Correct Answer - Option 1 : 100 W bulb will have more brightness
CONCEPT:
Electric power:
- The rate at which the electric energy is dissipated or consumed is termed as electric power.
- The electric power is given as,
\(⇒ P=IV=I^{2}R=\frac{V^{2}}{R}\)
Where P = electric power, V = voltage, I = current and R = resistance
CALCULATION:
Given P1 = 200 W, P2 = 100 W and V = 100 V,
We know that for an electric bulb the resistance is given as,
\(⇒ R=\frac{V^{2}}{P}\)
\(⇒ R\propto\frac{1}{P}\) -----(1)
- For an electric bulb, the resistance of the bulb is inversely proportional to the power of the bulb.
- So the bulb which has more power will have low resistance, therefore the 100 W bulb will have more resistance compared to the 200 W bulb.
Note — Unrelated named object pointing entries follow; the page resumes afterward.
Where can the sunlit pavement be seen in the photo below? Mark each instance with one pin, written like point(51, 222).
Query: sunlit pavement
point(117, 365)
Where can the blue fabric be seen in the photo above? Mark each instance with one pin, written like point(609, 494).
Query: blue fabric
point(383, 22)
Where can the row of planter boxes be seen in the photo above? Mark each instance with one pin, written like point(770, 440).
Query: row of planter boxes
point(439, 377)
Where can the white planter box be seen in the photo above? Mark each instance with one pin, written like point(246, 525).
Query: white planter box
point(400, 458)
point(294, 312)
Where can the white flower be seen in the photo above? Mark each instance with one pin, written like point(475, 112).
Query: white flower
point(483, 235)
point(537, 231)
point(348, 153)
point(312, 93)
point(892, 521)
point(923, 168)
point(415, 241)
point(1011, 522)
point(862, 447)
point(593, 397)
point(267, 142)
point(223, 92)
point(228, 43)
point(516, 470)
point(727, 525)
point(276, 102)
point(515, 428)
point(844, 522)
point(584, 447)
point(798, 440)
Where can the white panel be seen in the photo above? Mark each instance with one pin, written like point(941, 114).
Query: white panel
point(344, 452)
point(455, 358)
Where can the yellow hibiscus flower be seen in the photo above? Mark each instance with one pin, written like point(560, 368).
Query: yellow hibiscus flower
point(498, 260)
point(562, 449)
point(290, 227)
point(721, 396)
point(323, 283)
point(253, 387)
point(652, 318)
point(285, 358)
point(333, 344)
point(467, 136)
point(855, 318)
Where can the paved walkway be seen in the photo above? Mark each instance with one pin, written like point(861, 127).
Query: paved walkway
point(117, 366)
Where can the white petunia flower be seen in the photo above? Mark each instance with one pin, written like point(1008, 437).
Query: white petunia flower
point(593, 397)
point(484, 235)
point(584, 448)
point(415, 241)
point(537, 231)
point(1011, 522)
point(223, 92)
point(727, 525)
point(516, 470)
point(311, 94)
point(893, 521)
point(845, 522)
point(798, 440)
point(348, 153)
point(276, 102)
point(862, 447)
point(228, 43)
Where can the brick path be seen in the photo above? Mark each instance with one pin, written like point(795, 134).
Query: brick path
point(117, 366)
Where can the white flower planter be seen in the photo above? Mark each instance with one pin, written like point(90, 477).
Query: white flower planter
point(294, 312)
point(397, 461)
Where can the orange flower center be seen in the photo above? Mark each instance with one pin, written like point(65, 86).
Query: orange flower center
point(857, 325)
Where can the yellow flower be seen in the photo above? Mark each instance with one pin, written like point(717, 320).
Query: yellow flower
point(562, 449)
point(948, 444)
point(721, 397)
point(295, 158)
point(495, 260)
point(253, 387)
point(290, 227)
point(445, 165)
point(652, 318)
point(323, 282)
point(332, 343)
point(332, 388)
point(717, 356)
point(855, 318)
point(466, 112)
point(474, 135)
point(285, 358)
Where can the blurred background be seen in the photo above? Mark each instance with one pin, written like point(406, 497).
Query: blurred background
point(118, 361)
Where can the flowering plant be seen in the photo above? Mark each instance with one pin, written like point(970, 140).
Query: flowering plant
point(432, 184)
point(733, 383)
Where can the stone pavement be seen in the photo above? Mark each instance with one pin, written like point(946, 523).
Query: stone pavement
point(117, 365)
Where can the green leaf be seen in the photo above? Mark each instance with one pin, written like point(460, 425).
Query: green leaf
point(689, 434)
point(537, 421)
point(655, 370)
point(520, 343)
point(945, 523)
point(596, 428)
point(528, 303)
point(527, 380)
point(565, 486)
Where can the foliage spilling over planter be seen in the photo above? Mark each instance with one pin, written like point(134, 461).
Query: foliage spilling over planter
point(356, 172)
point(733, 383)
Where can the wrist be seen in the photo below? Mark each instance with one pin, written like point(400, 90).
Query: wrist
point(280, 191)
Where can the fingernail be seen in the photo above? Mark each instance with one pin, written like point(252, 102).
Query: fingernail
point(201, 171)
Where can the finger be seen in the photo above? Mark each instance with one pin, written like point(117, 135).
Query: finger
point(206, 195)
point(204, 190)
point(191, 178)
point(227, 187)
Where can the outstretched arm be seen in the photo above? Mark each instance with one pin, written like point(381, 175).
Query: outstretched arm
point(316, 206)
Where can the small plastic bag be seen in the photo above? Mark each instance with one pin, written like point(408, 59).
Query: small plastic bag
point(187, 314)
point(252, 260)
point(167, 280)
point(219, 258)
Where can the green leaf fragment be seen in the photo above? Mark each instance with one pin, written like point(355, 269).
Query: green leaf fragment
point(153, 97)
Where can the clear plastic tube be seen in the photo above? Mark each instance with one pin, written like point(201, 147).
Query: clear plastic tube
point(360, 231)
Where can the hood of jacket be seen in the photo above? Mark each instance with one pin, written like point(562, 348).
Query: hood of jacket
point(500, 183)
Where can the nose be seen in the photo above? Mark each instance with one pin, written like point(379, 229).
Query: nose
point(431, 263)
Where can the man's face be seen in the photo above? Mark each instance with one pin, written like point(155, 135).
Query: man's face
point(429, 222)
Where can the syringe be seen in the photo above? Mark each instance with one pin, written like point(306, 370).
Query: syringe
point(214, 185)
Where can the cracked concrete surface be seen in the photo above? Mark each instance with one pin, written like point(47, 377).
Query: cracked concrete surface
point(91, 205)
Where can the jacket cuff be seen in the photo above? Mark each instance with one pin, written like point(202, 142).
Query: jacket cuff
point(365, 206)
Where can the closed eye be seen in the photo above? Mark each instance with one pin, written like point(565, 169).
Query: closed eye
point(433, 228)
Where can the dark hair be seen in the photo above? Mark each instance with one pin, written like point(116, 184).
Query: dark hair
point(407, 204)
- The heat dissipated by the bulb is given as,
⇒ H = I2R -----(2)
- Both the bulbs are connected in series so the current in both the bulbs will be equal. So the heat dissipated will be more in the bulb which has more resistance.
- Since the resistance of the 100 W bulb is more, so the heat dissipation of the 100 W bulb will be more.
- The brightness of the bulb depends on the heat dissipation by the bulb, so the 100 W bulb will have more brightness.